Very cool, indeed. What fun, especially when it was so spontaneous a decision to go to the circus! I loved reading your "insider" commentary too.

Have you read the book "Like Water for Elephants"? I thought it was a fascinating tale of circuses during the Great Depression era.

Briget said...

I just found your blog, and spent most of yesterday afternoon scrolling back and back and back, finding myself ever more enthralled by your descriptions of the sights and scents (and tastes!) of the southern California where you live.

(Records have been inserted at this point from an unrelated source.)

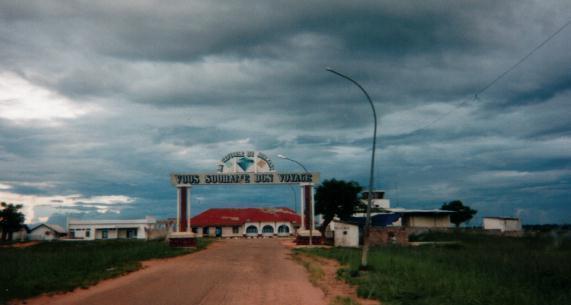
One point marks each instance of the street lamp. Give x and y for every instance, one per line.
x=312, y=220
x=368, y=221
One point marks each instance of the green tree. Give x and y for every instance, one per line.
x=336, y=198
x=463, y=212
x=11, y=219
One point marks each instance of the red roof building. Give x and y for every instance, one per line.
x=246, y=222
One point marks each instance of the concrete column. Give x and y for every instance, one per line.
x=302, y=208
x=183, y=209
x=307, y=190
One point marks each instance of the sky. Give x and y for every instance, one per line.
x=101, y=100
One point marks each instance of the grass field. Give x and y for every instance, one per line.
x=63, y=266
x=480, y=270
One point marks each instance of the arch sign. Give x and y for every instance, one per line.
x=244, y=168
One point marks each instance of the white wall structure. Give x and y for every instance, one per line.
x=111, y=229
x=345, y=234
x=422, y=218
x=46, y=232
x=378, y=200
x=503, y=224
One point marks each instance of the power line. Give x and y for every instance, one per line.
x=476, y=95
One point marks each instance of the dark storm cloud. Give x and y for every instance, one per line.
x=175, y=86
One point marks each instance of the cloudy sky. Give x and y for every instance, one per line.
x=101, y=100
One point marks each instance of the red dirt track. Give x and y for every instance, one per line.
x=245, y=271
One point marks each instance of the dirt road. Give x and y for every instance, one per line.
x=245, y=271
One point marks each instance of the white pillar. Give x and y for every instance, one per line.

I don't have a blog myself (maybe someday soon), but keep a sporadic journal at livejournal and a constant one on my own laptop. I also write and share at womenwriting.org, here in Southern Ohio.

I'll be back!

Anonymous said...

Did you work with Anna May and Buckles? Feel free to join the Circus Open for Circus Arts group on Vox.com!

Adaline

cactus petunia said...

I love the idea of a Dog and House Cat Act...I have a few clowns of both species around here who love to work for treats. Maybe we can put on a show...I already feel my life is a circus anyway.
I can't imagine getting hit with tiger pee, though. Shudder...house cat pee is bad enough!

Anonymous said...

Sorry girl,I've tagged you.But if you want to wait until after Christmas,feel free...Ann

Steph(anie) said...

Love this.

Queenly Things said...

I just love that close to the ground kind of circus. What luck that you found it.